Rasanya tulisan ini harus menepi deh sebab hanya bikinan orang sedih berlarat-larat (halaman 127, "Kabar Pohon dan Semak-semak Dilumat Api")
Aku hanya pengembara yang kantongnya kosong perut juga keroncongan dan tulis puisi walau tak ada yang baca (halaman 129, "Puisi Iseng Semak-semak Pakis Tak Terbaca")
Sebaiknya kata-kata dalam puisi ini jangan dibiarkan mengalir deras ke hulu. Kesasar kau nanti. Sebab hanya ditulis orang yang hidup sepi sendiri di hilir berteman gerimis (halaman 135, "Pesan Ikan Mujair kepada Jeram")
Agaknya tak penting dilanjutkan keluh peyair yang cuma keturunan anak buaya (halaman 144, "Keluhan Keturunan Buaya")
Setelah banyaknya puisi yang cenderung seragam, jadi timbul gagasan bahwa kuantitas bisa saja diimbangi dengan perluasan atau pendalaman kualitas. 

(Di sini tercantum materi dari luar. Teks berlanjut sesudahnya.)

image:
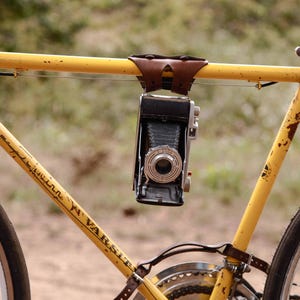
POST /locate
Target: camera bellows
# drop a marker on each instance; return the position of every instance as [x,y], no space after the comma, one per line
[161,133]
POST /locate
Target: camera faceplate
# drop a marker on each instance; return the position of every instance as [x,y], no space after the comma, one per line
[166,125]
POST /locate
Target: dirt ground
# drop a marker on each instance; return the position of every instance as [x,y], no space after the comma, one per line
[63,264]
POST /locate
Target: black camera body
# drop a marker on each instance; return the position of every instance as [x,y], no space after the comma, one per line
[166,126]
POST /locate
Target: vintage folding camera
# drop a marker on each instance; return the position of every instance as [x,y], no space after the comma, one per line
[166,126]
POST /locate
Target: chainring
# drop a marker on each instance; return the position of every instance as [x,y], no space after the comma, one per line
[194,280]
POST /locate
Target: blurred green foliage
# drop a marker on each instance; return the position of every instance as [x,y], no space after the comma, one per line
[61,114]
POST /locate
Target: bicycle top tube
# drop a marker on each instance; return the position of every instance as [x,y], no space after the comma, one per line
[119,66]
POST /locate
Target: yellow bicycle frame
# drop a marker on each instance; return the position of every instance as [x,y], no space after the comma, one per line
[256,73]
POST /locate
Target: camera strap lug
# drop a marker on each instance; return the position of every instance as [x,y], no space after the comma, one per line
[183,68]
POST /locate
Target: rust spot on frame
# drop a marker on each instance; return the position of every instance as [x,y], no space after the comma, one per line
[292,129]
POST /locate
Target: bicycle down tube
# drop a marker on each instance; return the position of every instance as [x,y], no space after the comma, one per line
[24,62]
[71,208]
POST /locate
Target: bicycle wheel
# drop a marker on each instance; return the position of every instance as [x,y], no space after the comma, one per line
[14,282]
[283,281]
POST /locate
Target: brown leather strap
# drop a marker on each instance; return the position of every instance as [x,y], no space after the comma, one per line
[132,283]
[247,258]
[183,68]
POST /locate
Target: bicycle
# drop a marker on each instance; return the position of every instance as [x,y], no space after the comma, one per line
[162,168]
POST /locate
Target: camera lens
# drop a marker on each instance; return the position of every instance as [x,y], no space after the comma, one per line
[163,166]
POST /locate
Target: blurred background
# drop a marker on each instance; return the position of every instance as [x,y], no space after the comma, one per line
[82,127]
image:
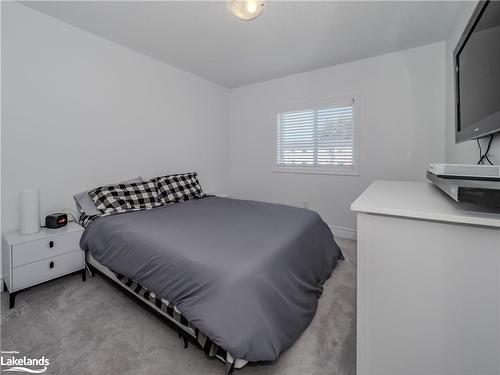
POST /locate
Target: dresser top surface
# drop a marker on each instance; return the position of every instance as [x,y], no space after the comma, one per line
[15,237]
[419,200]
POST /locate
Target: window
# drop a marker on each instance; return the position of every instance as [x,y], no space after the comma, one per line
[318,140]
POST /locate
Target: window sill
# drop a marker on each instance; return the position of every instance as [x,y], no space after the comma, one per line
[341,172]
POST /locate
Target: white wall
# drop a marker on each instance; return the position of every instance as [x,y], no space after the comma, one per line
[80,111]
[402,114]
[466,152]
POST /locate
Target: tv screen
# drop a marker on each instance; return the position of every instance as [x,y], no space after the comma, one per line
[477,74]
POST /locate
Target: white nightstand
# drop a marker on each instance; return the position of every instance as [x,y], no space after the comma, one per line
[30,259]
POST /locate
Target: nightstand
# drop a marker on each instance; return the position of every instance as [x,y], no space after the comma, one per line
[31,259]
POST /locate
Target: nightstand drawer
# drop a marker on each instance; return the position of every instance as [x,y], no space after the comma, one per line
[43,270]
[50,246]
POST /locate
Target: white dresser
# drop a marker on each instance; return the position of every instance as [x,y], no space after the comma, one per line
[428,283]
[32,259]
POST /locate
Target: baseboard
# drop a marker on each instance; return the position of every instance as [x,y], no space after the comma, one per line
[343,232]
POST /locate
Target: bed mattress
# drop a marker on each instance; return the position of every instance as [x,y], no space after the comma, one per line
[247,274]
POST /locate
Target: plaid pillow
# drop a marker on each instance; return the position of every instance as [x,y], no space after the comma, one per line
[178,187]
[125,197]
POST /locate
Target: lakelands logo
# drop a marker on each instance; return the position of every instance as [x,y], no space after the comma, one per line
[16,363]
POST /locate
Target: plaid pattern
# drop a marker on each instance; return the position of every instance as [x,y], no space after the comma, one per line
[178,187]
[208,346]
[125,197]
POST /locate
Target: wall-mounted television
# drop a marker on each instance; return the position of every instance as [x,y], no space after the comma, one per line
[477,74]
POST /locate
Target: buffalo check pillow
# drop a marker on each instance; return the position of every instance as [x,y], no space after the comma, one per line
[178,187]
[125,197]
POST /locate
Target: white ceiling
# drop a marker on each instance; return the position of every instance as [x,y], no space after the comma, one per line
[204,38]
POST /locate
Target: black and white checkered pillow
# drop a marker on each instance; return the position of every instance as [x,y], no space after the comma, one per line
[178,187]
[125,197]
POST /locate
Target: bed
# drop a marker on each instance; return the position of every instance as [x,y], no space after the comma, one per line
[240,277]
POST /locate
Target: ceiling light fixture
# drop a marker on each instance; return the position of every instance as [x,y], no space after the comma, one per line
[246,9]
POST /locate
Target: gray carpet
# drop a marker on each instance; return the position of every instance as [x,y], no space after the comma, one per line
[93,328]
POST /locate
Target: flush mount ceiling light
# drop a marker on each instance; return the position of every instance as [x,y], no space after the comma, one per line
[246,9]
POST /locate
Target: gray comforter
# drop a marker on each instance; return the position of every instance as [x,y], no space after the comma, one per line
[247,274]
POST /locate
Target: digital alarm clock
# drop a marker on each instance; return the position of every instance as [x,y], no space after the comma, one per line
[57,220]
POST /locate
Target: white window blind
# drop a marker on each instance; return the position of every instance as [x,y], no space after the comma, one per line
[317,138]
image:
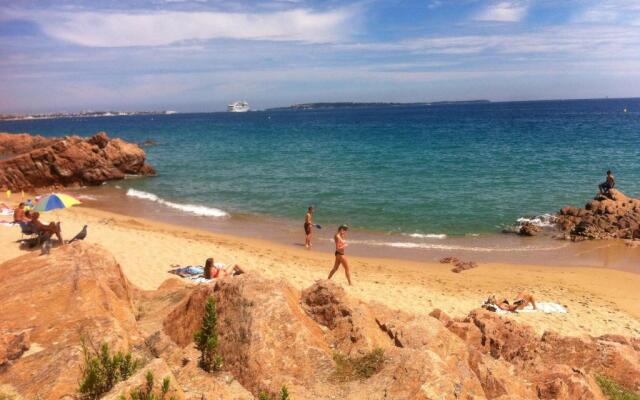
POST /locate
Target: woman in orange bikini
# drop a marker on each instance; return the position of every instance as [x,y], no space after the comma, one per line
[340,257]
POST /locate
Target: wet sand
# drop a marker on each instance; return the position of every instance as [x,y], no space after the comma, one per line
[599,300]
[493,248]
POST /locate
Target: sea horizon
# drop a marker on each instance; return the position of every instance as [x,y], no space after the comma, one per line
[432,178]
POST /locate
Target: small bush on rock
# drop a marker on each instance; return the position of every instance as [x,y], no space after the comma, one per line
[614,391]
[146,392]
[102,370]
[284,394]
[352,368]
[207,339]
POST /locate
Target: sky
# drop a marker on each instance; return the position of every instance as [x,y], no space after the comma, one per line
[200,55]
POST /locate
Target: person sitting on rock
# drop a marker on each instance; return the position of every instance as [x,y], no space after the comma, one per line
[21,217]
[53,228]
[608,184]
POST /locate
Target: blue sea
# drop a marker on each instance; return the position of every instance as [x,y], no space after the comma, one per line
[421,171]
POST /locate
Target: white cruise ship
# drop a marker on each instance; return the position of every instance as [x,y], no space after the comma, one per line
[238,106]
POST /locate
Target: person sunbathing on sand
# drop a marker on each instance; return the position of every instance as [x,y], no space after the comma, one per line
[53,228]
[523,299]
[213,272]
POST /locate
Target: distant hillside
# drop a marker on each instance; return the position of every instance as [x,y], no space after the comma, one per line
[318,106]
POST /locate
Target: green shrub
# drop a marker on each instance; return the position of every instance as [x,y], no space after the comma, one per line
[264,395]
[102,370]
[207,339]
[284,394]
[146,392]
[614,391]
[352,368]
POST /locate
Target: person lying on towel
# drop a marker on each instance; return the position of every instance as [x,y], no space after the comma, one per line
[213,272]
[522,300]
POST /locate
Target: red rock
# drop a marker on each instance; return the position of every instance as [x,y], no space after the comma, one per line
[68,161]
[529,229]
[78,290]
[12,346]
[602,218]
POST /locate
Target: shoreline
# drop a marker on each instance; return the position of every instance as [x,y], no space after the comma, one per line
[492,248]
[147,249]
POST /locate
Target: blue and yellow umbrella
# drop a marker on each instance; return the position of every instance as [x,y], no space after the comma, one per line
[55,201]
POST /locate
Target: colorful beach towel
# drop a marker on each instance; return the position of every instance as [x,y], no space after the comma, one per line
[195,273]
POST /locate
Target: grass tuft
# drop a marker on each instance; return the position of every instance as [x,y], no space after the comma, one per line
[353,368]
[614,391]
[102,369]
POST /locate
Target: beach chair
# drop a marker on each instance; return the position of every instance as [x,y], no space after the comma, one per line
[27,230]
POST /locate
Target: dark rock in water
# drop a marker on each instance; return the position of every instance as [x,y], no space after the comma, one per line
[149,143]
[529,229]
[72,160]
[611,216]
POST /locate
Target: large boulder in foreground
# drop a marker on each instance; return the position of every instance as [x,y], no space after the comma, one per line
[39,162]
[611,216]
[77,291]
[272,335]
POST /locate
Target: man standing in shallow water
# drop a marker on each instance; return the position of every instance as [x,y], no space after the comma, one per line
[308,226]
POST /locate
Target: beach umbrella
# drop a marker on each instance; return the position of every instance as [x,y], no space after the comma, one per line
[54,201]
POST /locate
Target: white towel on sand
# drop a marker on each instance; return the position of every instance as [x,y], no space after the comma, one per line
[546,308]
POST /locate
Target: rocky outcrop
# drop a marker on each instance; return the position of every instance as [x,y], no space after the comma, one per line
[560,367]
[12,346]
[160,371]
[271,334]
[605,217]
[12,144]
[35,162]
[529,229]
[78,291]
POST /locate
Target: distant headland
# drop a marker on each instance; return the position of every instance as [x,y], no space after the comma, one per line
[331,105]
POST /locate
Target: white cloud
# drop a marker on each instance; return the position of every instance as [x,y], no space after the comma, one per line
[583,42]
[503,12]
[610,11]
[121,29]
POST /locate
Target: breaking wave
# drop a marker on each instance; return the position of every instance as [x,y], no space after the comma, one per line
[449,247]
[427,235]
[188,208]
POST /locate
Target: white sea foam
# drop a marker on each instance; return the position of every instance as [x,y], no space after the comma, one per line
[450,247]
[544,220]
[86,197]
[188,208]
[427,235]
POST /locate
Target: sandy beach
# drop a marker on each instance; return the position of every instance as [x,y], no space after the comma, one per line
[599,301]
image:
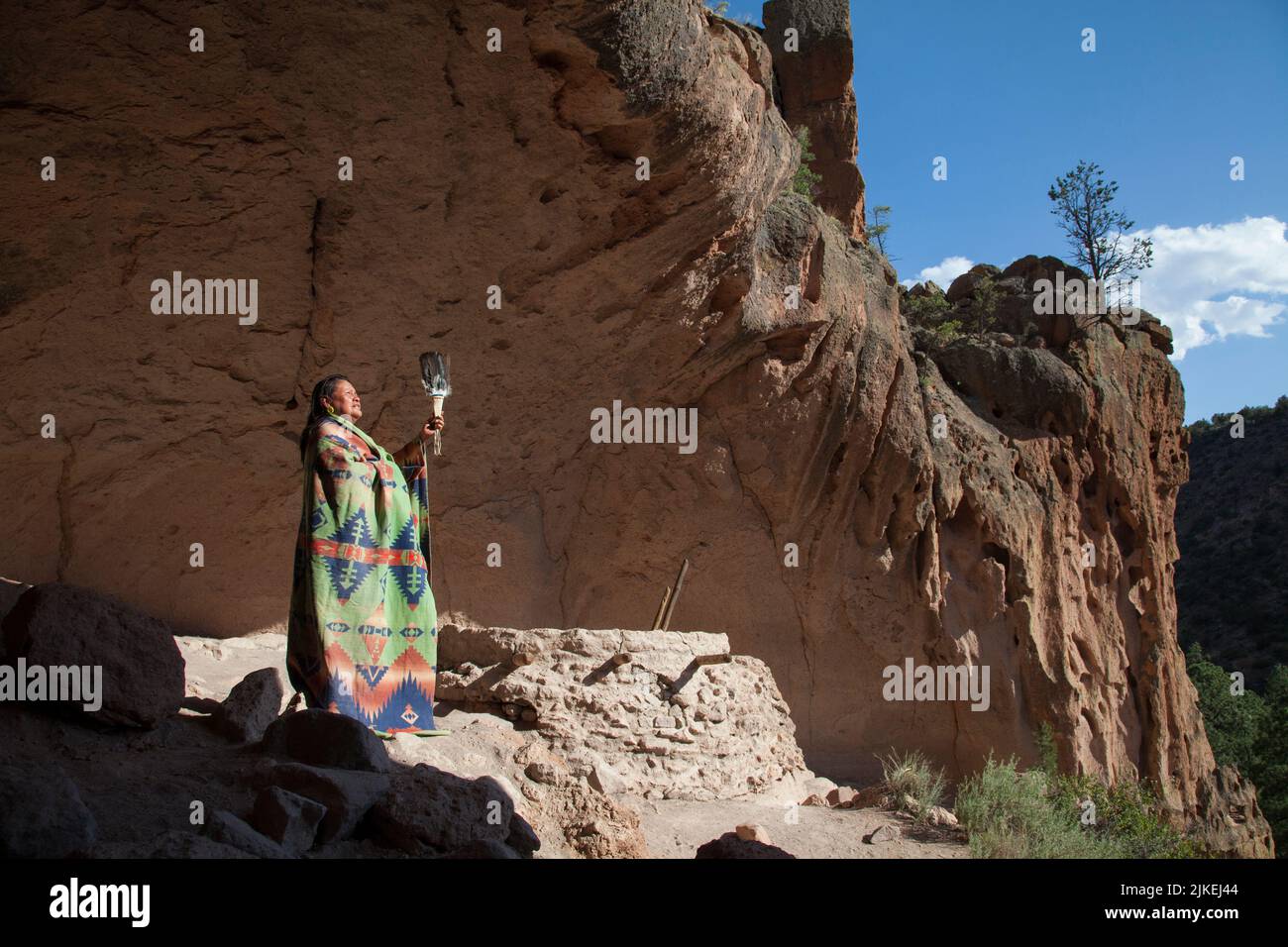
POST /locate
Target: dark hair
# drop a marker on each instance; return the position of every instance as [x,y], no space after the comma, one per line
[317,410]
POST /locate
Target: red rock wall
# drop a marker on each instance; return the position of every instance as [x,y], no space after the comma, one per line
[518,169]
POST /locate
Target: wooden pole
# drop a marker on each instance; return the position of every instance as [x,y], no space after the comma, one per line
[679,583]
[661,608]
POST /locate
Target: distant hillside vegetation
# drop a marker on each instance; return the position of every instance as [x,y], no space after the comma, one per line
[1232,518]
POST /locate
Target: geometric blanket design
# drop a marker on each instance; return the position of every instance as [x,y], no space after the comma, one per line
[362,637]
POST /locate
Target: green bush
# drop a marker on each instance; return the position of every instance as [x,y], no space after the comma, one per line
[912,783]
[805,182]
[925,311]
[1014,813]
[948,330]
[1248,731]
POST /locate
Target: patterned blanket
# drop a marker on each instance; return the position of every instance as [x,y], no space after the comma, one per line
[362,638]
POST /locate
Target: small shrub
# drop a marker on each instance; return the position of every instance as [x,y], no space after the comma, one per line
[948,330]
[912,783]
[1013,813]
[805,182]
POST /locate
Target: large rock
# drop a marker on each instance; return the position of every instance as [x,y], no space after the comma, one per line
[322,738]
[733,845]
[441,812]
[679,716]
[818,94]
[287,818]
[250,706]
[228,828]
[63,625]
[42,814]
[347,793]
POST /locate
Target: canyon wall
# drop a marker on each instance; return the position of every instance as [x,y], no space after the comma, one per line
[516,169]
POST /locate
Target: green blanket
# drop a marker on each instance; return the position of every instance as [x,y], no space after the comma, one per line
[362,638]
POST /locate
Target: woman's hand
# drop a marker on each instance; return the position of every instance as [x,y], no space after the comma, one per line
[436,423]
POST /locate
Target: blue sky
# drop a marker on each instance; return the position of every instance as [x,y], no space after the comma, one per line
[1173,90]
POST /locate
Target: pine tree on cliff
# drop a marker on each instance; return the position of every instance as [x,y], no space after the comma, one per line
[1096,232]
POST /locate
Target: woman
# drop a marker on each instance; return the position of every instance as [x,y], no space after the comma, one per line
[362,638]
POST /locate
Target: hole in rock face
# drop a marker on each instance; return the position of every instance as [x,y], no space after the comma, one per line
[996,552]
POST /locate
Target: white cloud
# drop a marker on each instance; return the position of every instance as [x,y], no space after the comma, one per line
[1205,279]
[943,273]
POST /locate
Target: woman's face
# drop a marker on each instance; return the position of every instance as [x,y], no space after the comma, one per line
[346,401]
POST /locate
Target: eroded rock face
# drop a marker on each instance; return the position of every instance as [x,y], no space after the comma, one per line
[518,170]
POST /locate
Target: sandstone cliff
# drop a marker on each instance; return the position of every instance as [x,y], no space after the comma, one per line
[516,169]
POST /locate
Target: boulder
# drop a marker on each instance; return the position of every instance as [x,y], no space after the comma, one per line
[729,845]
[347,793]
[484,848]
[287,818]
[433,809]
[63,625]
[322,738]
[939,815]
[842,796]
[964,286]
[227,828]
[179,844]
[880,834]
[754,832]
[1031,268]
[816,93]
[42,814]
[250,706]
[522,838]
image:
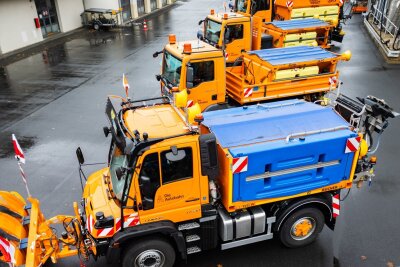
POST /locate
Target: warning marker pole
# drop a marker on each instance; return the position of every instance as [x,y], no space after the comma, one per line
[145,25]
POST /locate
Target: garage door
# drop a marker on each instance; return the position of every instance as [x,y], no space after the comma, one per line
[140,7]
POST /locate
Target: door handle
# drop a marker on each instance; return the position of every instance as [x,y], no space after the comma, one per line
[192,199]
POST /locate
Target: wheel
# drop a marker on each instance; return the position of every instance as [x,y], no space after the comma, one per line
[301,227]
[149,253]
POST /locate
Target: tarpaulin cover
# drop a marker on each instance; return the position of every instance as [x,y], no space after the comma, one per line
[298,24]
[267,165]
[294,54]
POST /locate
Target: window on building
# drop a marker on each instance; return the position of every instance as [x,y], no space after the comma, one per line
[233,32]
[202,72]
[176,164]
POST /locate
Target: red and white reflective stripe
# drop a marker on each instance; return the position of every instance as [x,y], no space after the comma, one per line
[105,232]
[332,80]
[248,92]
[8,251]
[131,220]
[19,154]
[289,3]
[90,223]
[352,144]
[189,103]
[118,225]
[336,205]
[240,164]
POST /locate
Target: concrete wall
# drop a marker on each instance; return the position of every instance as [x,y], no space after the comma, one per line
[69,12]
[17,28]
[111,4]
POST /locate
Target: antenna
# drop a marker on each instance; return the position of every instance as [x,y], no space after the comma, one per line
[126,86]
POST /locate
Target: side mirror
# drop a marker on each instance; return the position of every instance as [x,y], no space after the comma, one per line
[79,155]
[189,76]
[226,35]
[106,131]
[209,155]
[157,53]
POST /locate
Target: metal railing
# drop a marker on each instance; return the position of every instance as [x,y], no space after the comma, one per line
[383,21]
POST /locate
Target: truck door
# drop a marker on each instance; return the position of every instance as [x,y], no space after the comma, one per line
[168,184]
[202,82]
[236,38]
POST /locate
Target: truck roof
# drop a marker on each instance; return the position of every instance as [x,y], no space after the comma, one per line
[299,24]
[219,17]
[197,47]
[295,54]
[239,128]
[158,121]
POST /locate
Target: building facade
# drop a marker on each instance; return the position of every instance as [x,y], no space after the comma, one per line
[26,22]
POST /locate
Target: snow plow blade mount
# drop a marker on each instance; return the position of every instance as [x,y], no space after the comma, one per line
[27,238]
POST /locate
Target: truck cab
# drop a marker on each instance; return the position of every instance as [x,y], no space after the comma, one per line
[260,8]
[156,177]
[196,66]
[228,31]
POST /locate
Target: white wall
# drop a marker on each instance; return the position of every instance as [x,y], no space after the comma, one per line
[111,4]
[17,28]
[69,12]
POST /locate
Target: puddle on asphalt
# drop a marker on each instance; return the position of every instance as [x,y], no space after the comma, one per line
[6,147]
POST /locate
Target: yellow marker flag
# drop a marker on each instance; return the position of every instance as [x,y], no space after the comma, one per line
[125,84]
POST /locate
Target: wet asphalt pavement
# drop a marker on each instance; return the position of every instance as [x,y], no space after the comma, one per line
[54,101]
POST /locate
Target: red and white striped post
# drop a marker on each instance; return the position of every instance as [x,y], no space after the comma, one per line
[19,155]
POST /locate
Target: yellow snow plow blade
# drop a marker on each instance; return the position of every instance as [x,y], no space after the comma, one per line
[30,238]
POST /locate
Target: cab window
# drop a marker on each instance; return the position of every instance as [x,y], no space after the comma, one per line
[149,180]
[202,72]
[233,32]
[176,164]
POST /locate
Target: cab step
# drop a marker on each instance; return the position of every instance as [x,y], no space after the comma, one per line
[193,250]
[188,226]
[192,238]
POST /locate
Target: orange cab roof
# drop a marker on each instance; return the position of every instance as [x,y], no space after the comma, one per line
[157,121]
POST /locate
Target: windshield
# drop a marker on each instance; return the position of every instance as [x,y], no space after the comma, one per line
[213,31]
[172,68]
[241,5]
[118,160]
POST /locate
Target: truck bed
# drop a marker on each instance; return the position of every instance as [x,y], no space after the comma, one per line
[279,150]
[298,32]
[282,72]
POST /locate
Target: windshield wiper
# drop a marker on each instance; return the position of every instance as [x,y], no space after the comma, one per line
[166,81]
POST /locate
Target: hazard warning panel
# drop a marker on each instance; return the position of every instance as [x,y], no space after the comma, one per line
[352,144]
[240,164]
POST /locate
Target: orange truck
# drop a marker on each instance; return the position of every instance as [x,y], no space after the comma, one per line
[253,25]
[262,75]
[327,10]
[179,183]
[234,32]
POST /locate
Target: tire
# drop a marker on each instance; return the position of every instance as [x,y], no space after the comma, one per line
[155,252]
[301,227]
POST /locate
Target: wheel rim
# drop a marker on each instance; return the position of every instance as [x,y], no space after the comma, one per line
[150,258]
[303,228]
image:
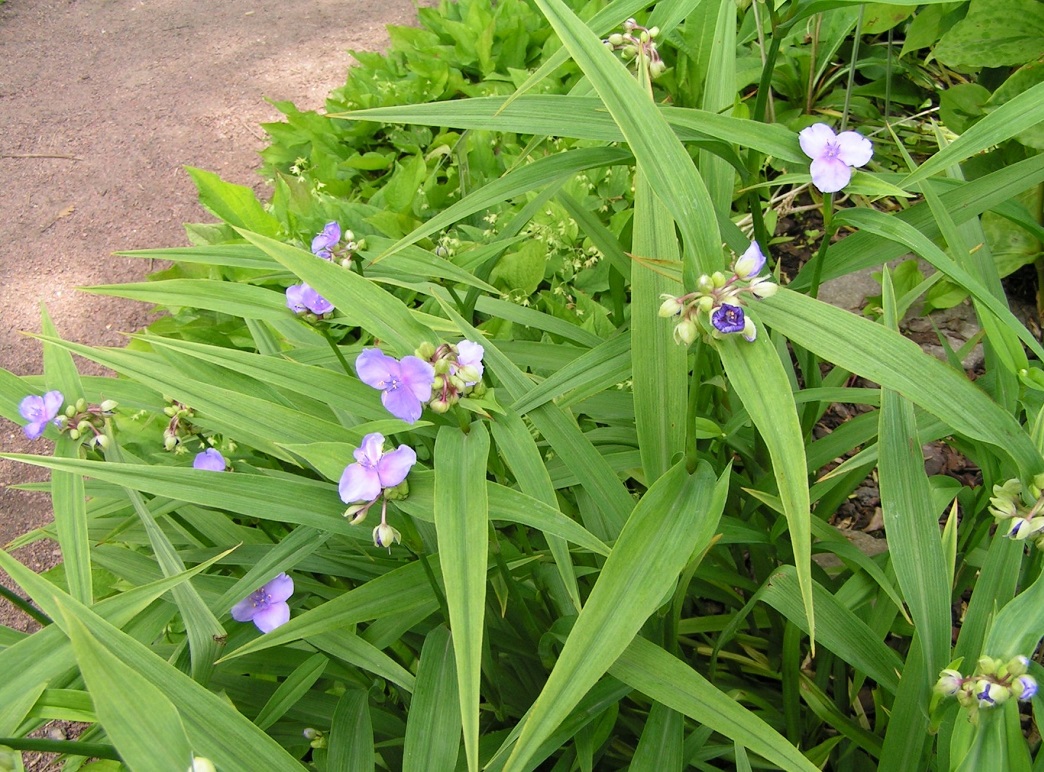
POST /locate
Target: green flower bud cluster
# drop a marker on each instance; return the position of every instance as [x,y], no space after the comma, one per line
[993,682]
[82,421]
[637,42]
[1017,519]
[715,308]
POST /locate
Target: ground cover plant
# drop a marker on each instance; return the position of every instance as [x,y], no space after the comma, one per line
[502,437]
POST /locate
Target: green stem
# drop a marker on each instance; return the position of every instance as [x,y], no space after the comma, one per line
[24,605]
[821,256]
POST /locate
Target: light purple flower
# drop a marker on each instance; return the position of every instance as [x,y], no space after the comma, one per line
[405,386]
[266,606]
[326,240]
[374,470]
[302,298]
[470,360]
[210,460]
[38,411]
[833,155]
[728,319]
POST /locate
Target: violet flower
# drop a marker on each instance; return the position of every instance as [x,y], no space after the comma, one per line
[833,155]
[302,298]
[210,460]
[327,239]
[39,411]
[470,361]
[405,386]
[266,606]
[374,470]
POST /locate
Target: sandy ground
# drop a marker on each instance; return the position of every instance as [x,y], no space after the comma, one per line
[101,104]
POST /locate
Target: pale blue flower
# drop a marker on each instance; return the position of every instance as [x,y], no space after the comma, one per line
[39,411]
[266,606]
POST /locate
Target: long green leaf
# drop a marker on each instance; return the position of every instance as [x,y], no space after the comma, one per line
[653,550]
[461,522]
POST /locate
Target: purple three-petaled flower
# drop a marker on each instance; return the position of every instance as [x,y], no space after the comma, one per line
[38,411]
[833,155]
[405,386]
[327,239]
[374,470]
[728,319]
[302,298]
[210,460]
[266,606]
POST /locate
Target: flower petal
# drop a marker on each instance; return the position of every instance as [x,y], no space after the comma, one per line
[371,449]
[418,376]
[271,615]
[52,402]
[395,466]
[358,484]
[815,139]
[244,610]
[830,174]
[854,149]
[280,588]
[376,369]
[403,404]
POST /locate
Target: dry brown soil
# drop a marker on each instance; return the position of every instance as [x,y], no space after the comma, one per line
[102,102]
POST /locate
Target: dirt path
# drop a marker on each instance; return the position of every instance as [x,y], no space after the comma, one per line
[101,104]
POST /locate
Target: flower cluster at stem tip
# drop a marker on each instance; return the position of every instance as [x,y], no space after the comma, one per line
[636,42]
[1018,520]
[716,306]
[994,682]
[833,155]
[79,420]
[436,375]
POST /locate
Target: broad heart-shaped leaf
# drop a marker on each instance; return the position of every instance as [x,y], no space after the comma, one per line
[1024,111]
[433,722]
[677,517]
[461,523]
[215,729]
[137,716]
[995,33]
[757,375]
[368,305]
[896,363]
[671,682]
[670,169]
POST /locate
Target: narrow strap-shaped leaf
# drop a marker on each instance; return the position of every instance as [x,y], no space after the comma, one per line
[886,357]
[677,517]
[757,374]
[461,522]
[659,366]
[670,681]
[433,722]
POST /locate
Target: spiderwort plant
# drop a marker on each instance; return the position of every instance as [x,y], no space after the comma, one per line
[716,306]
[266,606]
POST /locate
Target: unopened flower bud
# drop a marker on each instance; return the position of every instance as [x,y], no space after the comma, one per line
[686,331]
[949,682]
[1024,687]
[384,535]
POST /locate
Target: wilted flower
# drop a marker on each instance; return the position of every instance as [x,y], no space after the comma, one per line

Misal, dalam isu lingkungan hidup, sesungguhnya bukan cuma cukong/politikus saja yang bisa dipersalahkan, melainkan setiap manusia termasuk orang biasa pun berperan. Individu dapat mengambil tanggung jawab terhadap apa pun yang ia konsumsi, dengan melacak mulai dari bagaimana barang itu diproduksi, didistribusikan, sampai setelah menjadi sampah. Apalagi dalam kaitannya dengan keperempuanan, jenisnya bukan cuma "asisten wanita berwajah kemilau" melulu yang bisa diungkit, sebab dalam urusan belanja kerumahtanggaan yang biasanya dipercayakan kepada perempuan, kaum ini memiliki peran tak kalah penting dalam menentukan timbunan sampah yang berakhir di TPA. 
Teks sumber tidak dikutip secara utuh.